Michael Balmer

Inst.f. Verkehrsplanung/Transportsysteme, ETHZ

January 15, 2008, 11:15, Room GC B3 424 (click here for the map)

Modeling Travel Behaviour in Multi-Agent Transport Simulation (MATSim)

Multi-agent micro-simulation is becoming increasingly important in traffic simulation, traffic analysis, and traffic forecasting. It allows one to model the decision making processes of each single individual explicitly. This is of importance since it is not a vehicle which produces traffic; it is the person who drives the vehicle. Persons do not just produce traffic; instead each of them tries to manage his/her day (week, life) in a satisfying way. Therefore, the decision makers do not only base their decisions on a specific part of their day (i.e. a single trip), each decision is a result of their complete daily needs.
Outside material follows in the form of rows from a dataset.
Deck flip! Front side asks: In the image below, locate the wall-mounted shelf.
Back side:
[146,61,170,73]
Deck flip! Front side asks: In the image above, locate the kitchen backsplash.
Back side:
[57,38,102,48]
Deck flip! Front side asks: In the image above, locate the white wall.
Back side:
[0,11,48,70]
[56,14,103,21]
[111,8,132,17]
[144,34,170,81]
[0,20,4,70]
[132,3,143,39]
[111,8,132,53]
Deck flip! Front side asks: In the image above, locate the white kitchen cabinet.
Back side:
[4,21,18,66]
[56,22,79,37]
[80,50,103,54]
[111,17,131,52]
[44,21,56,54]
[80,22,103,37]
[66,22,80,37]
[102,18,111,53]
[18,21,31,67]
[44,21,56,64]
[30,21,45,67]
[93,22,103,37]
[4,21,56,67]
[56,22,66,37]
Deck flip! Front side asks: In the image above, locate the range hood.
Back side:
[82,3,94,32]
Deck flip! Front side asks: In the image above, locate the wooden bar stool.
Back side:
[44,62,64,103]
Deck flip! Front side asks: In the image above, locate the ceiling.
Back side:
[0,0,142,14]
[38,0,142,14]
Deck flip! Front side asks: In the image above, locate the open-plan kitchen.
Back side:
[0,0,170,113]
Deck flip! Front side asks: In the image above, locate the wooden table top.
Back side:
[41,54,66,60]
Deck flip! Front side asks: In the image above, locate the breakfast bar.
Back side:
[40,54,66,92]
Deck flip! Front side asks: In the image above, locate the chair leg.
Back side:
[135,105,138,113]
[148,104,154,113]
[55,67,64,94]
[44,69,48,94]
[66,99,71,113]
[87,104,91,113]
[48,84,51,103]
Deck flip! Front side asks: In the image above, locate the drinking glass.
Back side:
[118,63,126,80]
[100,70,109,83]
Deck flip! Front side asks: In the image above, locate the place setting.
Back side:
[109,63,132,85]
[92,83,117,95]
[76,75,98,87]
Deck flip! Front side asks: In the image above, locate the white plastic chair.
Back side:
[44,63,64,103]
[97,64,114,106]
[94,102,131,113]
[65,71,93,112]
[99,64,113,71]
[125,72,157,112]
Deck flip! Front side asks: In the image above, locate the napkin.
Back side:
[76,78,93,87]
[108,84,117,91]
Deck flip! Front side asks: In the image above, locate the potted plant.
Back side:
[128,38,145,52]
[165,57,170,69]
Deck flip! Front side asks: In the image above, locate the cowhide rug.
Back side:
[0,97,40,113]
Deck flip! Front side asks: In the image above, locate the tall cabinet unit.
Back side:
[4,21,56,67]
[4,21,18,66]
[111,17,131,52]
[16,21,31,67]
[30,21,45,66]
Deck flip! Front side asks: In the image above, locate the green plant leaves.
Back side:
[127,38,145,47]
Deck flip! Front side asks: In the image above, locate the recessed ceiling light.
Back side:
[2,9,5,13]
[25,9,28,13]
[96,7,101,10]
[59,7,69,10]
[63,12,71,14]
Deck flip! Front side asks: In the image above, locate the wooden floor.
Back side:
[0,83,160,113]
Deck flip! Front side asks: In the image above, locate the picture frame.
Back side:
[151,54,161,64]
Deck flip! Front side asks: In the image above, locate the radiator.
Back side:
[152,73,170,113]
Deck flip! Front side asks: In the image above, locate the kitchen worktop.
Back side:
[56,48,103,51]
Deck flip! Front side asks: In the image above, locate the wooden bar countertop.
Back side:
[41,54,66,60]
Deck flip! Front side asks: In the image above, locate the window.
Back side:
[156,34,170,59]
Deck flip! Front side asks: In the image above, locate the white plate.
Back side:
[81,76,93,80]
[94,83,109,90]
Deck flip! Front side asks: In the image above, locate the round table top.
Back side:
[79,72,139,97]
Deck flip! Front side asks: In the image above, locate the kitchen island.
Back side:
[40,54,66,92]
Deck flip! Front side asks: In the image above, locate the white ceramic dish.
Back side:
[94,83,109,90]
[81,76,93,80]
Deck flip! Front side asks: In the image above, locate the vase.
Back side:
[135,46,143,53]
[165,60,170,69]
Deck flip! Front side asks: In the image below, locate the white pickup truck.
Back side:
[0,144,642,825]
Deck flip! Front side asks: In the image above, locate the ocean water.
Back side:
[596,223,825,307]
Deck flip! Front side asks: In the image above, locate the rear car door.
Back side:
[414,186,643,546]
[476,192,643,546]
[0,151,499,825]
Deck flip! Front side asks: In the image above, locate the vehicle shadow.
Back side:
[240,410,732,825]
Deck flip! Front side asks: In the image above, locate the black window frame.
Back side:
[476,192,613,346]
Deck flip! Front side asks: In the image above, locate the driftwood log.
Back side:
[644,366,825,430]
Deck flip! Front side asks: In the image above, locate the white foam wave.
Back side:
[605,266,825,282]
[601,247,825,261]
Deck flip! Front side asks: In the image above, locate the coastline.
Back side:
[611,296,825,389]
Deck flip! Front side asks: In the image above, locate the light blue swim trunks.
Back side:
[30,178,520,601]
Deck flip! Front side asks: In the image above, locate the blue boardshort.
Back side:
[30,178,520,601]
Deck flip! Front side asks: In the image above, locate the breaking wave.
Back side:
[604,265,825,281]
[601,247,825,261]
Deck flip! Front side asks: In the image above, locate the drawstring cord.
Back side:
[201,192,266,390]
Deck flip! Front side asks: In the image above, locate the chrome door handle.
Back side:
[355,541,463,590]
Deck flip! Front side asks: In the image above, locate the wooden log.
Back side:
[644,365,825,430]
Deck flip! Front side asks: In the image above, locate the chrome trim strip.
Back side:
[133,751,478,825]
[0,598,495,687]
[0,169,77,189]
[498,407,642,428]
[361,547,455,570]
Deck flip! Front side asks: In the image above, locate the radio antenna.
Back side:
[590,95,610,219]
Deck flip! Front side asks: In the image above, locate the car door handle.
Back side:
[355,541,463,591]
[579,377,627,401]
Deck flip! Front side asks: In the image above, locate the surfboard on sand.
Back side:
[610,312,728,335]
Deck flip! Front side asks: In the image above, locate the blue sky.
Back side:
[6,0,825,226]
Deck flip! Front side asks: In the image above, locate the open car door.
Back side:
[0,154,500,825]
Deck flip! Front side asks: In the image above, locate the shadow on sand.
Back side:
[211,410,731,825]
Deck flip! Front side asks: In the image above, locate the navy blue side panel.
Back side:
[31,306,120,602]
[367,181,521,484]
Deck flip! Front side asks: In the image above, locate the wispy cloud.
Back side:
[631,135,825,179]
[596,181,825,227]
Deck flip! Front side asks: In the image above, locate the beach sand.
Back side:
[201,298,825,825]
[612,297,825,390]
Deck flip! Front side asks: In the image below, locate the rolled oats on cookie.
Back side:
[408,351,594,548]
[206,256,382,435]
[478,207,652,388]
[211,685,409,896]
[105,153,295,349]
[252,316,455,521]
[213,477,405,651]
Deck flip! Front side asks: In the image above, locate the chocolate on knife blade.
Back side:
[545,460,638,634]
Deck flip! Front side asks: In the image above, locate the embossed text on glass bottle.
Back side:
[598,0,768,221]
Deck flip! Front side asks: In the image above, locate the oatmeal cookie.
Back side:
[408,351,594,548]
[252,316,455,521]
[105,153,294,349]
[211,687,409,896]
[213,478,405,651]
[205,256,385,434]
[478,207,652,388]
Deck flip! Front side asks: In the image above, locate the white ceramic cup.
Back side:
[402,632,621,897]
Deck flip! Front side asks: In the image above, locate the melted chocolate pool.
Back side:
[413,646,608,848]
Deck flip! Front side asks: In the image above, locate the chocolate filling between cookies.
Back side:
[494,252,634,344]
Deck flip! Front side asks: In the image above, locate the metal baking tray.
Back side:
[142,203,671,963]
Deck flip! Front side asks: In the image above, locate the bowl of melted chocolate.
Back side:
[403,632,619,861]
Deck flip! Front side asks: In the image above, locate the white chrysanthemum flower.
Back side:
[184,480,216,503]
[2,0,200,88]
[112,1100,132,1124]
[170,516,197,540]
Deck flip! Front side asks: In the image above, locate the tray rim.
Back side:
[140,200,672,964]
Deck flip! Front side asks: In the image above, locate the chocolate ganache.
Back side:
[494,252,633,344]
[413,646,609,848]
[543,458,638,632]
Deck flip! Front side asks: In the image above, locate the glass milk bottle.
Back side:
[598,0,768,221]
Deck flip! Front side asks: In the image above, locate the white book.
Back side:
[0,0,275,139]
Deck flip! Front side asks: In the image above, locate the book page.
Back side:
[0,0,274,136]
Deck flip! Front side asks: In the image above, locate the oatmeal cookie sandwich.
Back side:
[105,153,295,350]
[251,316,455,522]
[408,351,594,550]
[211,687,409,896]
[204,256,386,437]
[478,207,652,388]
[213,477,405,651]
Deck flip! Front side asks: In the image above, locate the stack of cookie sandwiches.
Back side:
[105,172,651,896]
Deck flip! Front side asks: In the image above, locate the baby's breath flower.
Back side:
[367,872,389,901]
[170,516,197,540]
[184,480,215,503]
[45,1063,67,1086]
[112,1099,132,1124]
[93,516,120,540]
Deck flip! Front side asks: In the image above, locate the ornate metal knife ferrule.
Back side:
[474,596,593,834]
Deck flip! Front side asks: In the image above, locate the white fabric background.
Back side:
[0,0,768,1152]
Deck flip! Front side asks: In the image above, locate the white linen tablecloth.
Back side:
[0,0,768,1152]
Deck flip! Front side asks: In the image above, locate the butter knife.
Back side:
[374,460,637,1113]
So, some of the major challenges in multi-agent transport simulations are - to model the success of a complete individual daily demand, - to model the decisions of each individual based on the success-rate of his/her demand, - to model the diversity of adaption of each individual daily demand to achieve a more successful day, - and---last but not least---to reach a (globally) stable state for all individuals synchronously. We present the open source project MATSim-T (Multi-Agent Transport Simulation Toolkit), a modular approach for large scale scenarios to optimize individual (daily) demand. While the system is able to cope with transport scenarios of millions of individuals, the models are very simple in respect to travel behavior. This presentation is meant to produce a open discussion in the topic of individual decision making processes within MATSim.